BEIRUT: General Security Chief Maj. Gen. Abbas Ibrahim said Tuesday he was in contact with the kidnappers of the Syrian bishops through a third party, describing the case of the prelates as more complicated than that of the recently freed Lebanese pilgrims.
“About a month ago, I was able to contact a person who specified the location of the bishops and we began our negotiations on such basis,” Ibrahim said during a series of internal General Security meetings, according to a statement issued by the body's General Directorate.
“We are now indirectly in contact with the kidnappers, and that is a major development which we will use as a starting point to reach desired results,” he added, saying his agency’s most important task today was resolving the case of the bishops.

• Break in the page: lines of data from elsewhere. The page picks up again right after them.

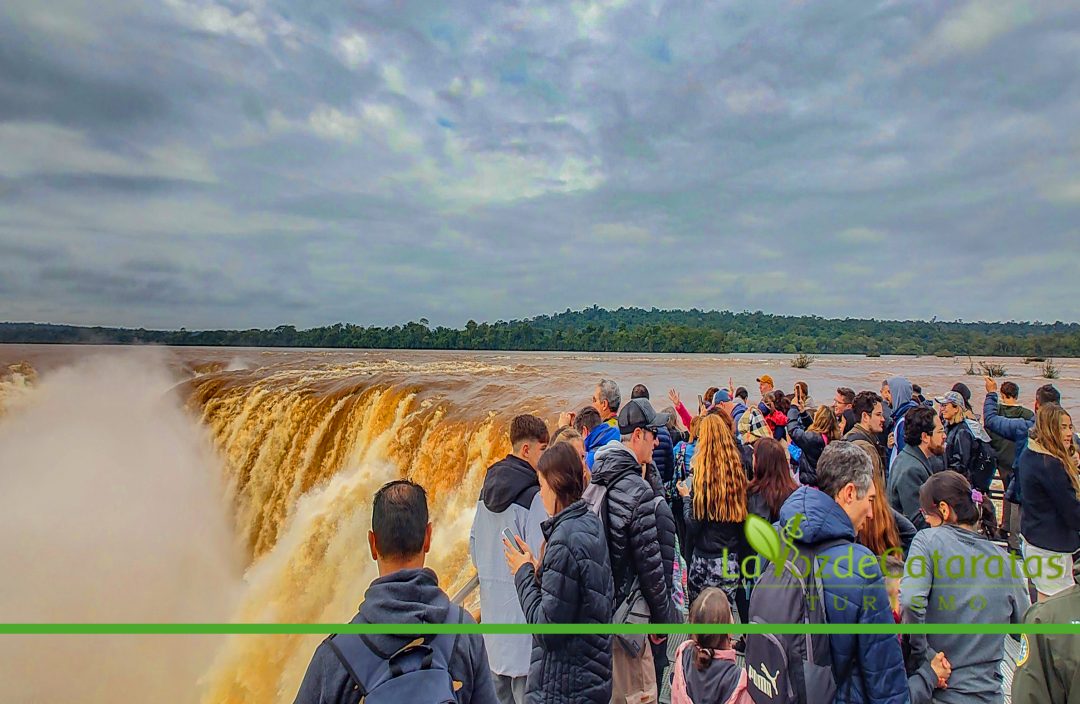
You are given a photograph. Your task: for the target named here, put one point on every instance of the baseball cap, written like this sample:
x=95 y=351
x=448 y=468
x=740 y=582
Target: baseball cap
x=952 y=397
x=638 y=413
x=752 y=425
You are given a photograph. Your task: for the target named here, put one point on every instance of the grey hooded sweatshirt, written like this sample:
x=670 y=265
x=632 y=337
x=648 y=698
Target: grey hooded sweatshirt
x=954 y=576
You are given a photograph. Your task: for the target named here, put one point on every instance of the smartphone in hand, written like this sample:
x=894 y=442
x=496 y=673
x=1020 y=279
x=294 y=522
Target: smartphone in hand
x=510 y=538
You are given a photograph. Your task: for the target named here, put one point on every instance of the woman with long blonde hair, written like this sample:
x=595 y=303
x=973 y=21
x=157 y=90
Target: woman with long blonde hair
x=714 y=511
x=1050 y=484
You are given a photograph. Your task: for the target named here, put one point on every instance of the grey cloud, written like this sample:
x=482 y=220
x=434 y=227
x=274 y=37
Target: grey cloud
x=499 y=160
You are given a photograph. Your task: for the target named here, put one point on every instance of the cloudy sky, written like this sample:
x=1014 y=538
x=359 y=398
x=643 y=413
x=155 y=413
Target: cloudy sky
x=258 y=162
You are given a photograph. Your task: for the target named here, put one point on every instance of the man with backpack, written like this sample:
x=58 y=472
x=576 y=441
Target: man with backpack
x=1014 y=429
x=510 y=499
x=387 y=669
x=640 y=535
x=968 y=448
x=864 y=668
x=1006 y=447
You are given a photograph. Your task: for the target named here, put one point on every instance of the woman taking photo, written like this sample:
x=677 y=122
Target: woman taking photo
x=887 y=529
x=1050 y=484
x=811 y=437
x=772 y=479
x=955 y=574
x=571 y=583
x=714 y=511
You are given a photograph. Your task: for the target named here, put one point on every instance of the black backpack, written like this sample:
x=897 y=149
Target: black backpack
x=790 y=668
x=419 y=672
x=984 y=463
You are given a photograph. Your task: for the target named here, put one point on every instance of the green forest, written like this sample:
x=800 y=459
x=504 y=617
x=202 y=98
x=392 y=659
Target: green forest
x=626 y=329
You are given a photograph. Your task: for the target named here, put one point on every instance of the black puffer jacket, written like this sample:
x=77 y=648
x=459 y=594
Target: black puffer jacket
x=574 y=586
x=663 y=455
x=960 y=448
x=640 y=530
x=811 y=444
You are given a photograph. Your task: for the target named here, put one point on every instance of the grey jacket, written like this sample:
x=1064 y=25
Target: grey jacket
x=954 y=576
x=909 y=471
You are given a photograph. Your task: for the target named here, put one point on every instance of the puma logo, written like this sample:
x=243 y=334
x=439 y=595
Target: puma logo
x=765 y=681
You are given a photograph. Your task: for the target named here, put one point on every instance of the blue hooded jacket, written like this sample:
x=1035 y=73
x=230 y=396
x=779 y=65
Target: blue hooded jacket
x=869 y=668
x=598 y=437
x=901 y=390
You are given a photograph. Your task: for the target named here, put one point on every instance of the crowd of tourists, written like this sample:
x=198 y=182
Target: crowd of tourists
x=625 y=514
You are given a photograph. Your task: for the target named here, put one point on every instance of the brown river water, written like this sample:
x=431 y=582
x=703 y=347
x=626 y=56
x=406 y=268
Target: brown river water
x=223 y=484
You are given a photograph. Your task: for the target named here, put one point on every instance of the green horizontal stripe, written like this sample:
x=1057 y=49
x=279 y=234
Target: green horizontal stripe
x=323 y=628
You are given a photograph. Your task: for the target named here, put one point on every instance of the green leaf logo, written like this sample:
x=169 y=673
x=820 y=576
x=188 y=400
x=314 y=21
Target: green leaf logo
x=763 y=538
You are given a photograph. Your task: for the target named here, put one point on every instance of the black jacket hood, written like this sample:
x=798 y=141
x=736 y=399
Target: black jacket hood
x=509 y=481
x=405 y=596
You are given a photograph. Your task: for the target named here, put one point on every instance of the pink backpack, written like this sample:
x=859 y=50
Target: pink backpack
x=679 y=694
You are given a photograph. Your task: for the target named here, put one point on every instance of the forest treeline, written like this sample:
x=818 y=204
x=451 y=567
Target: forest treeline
x=626 y=329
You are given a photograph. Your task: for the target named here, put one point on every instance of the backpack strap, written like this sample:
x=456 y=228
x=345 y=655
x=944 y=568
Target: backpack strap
x=363 y=660
x=356 y=659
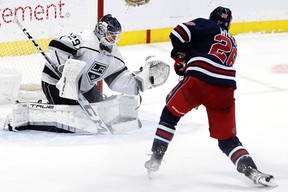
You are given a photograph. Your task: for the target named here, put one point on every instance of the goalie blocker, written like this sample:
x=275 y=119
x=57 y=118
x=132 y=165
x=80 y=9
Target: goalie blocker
x=118 y=111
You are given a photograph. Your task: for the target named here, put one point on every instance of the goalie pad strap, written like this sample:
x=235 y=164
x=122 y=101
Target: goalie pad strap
x=68 y=83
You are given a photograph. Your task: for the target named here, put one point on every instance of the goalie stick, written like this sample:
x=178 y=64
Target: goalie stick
x=83 y=102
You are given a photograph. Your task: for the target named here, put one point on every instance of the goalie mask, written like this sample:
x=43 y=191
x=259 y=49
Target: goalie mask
x=108 y=31
x=222 y=16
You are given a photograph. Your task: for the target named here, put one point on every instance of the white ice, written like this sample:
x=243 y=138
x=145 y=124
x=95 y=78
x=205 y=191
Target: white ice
x=50 y=162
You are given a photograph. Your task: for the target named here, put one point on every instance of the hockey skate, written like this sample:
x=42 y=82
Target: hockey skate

Aleppo’s Greek Orthodox Archbishop Paul Yazigi and Syriac Orthodox Archbishop Yohanna Ibrahim were abducted in April by armed men near the Turkish border with Syria.
The Qatari emir vowed last week during talks with Lebanese Maronite Patriarch Beshara Rai and Ibrahim in Doha to exert efforts to help secure the bishops' release.

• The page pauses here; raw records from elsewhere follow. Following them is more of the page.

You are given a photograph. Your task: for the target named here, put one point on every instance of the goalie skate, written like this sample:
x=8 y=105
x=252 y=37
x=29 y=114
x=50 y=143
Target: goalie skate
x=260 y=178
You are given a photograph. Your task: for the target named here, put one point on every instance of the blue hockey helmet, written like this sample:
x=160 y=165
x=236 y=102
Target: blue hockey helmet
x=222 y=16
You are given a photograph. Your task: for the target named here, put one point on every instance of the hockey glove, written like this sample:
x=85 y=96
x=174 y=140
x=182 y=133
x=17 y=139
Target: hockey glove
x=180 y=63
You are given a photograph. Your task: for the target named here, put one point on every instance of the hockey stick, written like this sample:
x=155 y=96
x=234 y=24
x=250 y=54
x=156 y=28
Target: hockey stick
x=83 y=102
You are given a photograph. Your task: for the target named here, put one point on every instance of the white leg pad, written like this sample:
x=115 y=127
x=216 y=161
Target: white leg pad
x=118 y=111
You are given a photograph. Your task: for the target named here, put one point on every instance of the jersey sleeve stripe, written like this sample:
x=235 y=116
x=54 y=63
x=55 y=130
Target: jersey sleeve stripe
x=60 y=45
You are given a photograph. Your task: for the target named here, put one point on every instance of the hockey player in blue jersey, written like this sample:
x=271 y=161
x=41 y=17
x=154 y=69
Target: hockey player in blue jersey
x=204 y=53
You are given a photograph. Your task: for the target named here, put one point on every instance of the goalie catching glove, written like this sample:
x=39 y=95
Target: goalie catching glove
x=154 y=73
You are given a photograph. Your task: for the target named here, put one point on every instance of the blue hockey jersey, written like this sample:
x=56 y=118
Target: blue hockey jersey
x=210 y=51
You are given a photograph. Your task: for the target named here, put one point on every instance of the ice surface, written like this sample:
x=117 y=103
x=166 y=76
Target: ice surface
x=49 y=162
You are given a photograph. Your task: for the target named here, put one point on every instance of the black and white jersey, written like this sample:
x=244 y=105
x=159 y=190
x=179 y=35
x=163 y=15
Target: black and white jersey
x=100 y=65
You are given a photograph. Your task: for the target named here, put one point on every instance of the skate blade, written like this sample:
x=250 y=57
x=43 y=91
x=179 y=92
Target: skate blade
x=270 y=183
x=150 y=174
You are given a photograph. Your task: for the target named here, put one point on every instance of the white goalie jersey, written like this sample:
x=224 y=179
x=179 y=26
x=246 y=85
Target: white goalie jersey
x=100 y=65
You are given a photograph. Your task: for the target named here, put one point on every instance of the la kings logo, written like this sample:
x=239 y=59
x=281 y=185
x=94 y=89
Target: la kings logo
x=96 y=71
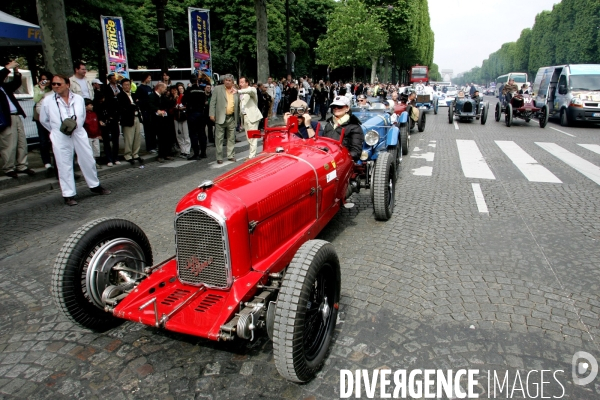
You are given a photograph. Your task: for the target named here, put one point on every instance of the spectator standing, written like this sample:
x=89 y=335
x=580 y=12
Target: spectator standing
x=92 y=128
x=224 y=111
x=80 y=85
x=195 y=101
x=13 y=142
x=251 y=114
x=157 y=104
x=131 y=122
x=55 y=109
x=111 y=132
x=41 y=90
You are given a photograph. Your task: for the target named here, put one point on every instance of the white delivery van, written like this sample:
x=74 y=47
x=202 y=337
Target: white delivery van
x=571 y=91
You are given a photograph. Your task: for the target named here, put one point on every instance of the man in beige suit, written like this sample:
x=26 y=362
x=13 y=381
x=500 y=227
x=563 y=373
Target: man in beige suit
x=223 y=111
x=251 y=114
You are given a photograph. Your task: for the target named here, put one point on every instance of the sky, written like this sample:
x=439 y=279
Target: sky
x=468 y=31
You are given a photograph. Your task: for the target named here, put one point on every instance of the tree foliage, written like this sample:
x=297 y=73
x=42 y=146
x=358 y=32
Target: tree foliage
x=570 y=33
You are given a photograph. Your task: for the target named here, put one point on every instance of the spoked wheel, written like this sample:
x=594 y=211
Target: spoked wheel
x=306 y=313
x=484 y=114
x=105 y=252
x=384 y=187
x=422 y=121
x=543 y=116
x=404 y=138
x=508 y=115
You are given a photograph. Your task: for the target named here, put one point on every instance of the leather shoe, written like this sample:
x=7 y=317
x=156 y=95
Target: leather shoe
x=70 y=201
x=100 y=190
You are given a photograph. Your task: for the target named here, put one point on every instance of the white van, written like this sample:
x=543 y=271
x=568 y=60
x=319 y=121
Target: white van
x=520 y=79
x=571 y=91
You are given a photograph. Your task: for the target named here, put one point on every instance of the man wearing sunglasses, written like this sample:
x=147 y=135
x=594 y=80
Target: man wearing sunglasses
x=306 y=127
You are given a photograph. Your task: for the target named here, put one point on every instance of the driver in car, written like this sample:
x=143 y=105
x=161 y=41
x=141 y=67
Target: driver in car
x=306 y=127
x=510 y=89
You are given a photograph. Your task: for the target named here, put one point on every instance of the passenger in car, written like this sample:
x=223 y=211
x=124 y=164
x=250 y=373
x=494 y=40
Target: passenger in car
x=343 y=119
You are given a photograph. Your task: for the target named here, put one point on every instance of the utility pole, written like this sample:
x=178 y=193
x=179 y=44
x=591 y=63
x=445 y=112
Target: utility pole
x=162 y=36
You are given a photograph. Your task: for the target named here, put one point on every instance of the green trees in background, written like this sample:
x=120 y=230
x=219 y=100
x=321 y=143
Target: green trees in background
x=399 y=32
x=569 y=34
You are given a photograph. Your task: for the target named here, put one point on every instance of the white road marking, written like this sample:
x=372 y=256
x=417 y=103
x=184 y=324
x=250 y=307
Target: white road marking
x=533 y=171
x=423 y=171
x=472 y=161
x=479 y=199
x=427 y=156
x=558 y=130
x=592 y=147
x=581 y=165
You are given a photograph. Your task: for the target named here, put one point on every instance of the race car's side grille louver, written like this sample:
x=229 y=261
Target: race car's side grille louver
x=201 y=249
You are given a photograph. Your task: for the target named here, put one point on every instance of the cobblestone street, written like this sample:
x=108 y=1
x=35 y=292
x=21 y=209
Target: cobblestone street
x=441 y=285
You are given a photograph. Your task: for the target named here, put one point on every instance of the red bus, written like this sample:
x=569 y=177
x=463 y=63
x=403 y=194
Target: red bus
x=419 y=73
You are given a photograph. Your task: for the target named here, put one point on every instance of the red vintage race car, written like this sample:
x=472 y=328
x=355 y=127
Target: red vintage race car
x=521 y=106
x=246 y=257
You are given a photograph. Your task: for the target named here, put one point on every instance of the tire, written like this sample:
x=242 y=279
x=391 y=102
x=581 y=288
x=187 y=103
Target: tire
x=310 y=292
x=508 y=115
x=422 y=122
x=543 y=116
x=404 y=138
x=498 y=112
x=484 y=112
x=564 y=118
x=384 y=186
x=71 y=288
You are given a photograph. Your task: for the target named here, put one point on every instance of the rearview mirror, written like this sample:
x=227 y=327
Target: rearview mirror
x=562 y=89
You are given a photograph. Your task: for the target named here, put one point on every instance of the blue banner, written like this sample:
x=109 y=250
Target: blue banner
x=114 y=46
x=200 y=40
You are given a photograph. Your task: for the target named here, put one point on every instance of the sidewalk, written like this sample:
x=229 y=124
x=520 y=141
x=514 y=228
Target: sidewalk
x=45 y=180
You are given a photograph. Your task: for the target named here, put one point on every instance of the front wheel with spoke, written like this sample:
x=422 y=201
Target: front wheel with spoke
x=306 y=311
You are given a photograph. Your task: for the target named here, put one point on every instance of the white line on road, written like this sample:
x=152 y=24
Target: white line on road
x=592 y=147
x=533 y=171
x=479 y=199
x=472 y=161
x=558 y=130
x=583 y=166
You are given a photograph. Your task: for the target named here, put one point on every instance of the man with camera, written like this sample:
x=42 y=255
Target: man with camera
x=63 y=114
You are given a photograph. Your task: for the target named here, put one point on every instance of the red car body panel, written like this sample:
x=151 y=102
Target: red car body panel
x=287 y=195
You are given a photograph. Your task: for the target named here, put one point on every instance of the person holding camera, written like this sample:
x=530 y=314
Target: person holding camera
x=63 y=114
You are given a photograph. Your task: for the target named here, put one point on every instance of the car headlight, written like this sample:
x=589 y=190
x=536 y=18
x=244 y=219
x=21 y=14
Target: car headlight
x=372 y=138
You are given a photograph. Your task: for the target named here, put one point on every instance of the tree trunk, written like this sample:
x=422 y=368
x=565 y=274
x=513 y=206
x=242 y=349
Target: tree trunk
x=53 y=24
x=262 y=41
x=373 y=69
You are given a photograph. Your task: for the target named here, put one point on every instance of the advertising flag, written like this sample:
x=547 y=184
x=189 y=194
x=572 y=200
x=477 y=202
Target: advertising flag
x=114 y=46
x=200 y=40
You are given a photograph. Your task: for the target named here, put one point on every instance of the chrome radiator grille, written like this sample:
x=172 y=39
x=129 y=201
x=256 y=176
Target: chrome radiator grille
x=202 y=257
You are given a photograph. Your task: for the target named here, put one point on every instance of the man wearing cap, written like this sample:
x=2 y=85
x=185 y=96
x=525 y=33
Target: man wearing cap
x=342 y=119
x=306 y=127
x=80 y=85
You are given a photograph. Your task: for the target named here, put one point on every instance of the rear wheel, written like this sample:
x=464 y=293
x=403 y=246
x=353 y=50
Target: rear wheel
x=543 y=116
x=422 y=121
x=384 y=187
x=306 y=313
x=508 y=115
x=101 y=253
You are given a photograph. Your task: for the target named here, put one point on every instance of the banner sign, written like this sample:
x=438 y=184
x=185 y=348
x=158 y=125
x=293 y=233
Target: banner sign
x=114 y=46
x=200 y=40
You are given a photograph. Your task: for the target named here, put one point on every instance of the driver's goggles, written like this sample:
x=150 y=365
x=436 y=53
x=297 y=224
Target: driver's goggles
x=297 y=110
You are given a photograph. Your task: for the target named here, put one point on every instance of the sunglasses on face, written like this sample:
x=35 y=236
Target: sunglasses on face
x=297 y=110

Ibrahim, who has been tasked by Lebanon to follow up on the case, said the circumstances surrounding the bishops' abduction were more complex than the those involved in the case of nine Shiite Lebanese pilgrims who were freed earlier this after 17 months in Syrian rebel captivity.

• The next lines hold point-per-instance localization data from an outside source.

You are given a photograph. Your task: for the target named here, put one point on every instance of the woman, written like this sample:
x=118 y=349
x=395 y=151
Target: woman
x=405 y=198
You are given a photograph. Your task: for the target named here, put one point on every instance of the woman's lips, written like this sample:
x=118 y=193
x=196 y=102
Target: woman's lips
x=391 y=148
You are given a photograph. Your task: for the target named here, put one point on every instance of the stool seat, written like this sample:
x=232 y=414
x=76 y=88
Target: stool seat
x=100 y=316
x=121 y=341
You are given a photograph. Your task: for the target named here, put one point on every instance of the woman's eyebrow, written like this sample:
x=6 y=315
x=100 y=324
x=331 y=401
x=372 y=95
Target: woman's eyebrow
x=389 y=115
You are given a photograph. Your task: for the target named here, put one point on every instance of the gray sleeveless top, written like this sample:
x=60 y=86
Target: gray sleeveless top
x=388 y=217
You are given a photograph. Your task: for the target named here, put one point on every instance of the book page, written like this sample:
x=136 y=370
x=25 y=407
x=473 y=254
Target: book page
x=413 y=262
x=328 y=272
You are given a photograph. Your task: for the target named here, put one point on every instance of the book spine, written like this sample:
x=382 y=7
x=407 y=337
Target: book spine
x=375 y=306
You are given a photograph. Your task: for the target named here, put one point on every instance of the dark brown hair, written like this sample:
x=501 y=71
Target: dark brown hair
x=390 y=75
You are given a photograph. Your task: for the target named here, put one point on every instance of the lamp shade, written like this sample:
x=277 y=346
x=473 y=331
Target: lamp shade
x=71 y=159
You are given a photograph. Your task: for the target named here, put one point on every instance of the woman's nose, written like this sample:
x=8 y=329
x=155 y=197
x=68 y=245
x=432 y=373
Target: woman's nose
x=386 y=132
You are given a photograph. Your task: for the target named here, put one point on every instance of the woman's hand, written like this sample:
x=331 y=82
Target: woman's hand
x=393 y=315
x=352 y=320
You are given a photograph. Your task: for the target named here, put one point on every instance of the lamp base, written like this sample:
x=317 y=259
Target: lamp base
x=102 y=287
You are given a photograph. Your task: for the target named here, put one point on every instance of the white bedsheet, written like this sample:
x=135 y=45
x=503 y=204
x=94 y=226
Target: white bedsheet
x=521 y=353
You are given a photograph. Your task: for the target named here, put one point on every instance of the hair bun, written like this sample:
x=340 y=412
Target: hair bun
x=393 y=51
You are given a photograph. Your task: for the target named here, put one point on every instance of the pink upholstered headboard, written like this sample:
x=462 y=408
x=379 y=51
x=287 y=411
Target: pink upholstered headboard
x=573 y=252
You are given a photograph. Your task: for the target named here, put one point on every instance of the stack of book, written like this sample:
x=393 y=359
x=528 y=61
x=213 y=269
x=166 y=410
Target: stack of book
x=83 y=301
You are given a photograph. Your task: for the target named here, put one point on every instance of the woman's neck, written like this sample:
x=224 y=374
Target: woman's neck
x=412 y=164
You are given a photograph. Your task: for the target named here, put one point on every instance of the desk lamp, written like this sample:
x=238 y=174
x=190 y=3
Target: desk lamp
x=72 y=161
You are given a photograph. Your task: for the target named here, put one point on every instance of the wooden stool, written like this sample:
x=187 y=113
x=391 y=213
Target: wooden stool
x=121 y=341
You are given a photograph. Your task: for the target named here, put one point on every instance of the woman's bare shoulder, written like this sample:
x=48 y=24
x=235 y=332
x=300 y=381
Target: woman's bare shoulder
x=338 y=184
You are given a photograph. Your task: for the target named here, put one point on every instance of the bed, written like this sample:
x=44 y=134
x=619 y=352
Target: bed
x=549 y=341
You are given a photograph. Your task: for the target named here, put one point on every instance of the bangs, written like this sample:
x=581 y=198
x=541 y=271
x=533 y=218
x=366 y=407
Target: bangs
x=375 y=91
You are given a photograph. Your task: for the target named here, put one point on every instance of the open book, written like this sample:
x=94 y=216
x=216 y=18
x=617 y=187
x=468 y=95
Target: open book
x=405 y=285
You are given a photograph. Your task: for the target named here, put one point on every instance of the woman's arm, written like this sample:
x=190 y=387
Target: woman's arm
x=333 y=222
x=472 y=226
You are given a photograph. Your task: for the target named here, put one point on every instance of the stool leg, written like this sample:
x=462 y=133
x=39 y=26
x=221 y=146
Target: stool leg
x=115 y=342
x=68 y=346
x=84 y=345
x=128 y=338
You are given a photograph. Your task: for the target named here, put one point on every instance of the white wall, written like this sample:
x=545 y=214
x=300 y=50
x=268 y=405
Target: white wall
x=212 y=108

In securing the pilgrims' release, Ibrahim mediated between Turkey, Syria and Qatar. Ibrahim's mediation in the case also secured the freeing of two Turkish Airlines pilots held in Beirut.
With the Lebanese case, Ibrahim said, the kidnappers were known because they had appeared on television stations. This placed the rebels in a difficult position, the General Security chief said.
“We knew who we were negotiating with and the kidnappers could not do as they pleased with the Lebanese due to their appearances on television and interviews with local media,” he said.
“But the case of the bishops is different since nobody has claimed responsibility yet and the priest [who was driving the bishops] was immediately killed to eliminate witnesses [during the abduction],” Ibrahim said, adding that it took him four months to locate the bishops and the party holding them.
Ibrahim also defended his security agency against recent criticism that it has expanded its tasks to include abduction cases as well as operating domestic security checkpoints.
“We were criticized for setting up checkpoints in the southern suburbs and the north, but [the critics] do not know that such a task is part of our prerogative even though it not a task usually carried out by the agency,” Ibrahim said, referring to the participation of General Security personnel in security plans for some areas.
He said the agency was carrying out its role based on regulations and prerogative, saying that General Security’s task is “not exclusive to issuing passports and visas but has security and political aspects as well.”
While he spoke about the agency’s recent achievements, which include discovering terrorist cells, Ibrahim stressed that these successes were in the interest of all Lebanese.
“The recent achievements by the General Security are not personal ones but add to the record of the General Directorate ... the Lebanese state and the Lebanese people with all its components,” he said, denying allegations that the agency is on any particular side.
“I'm a Shiite and proud of that and every one of us should be the same with their own sect, but the most important thing is to place our religion in the service of the nation and not of our particular sect,” Ibrahim added.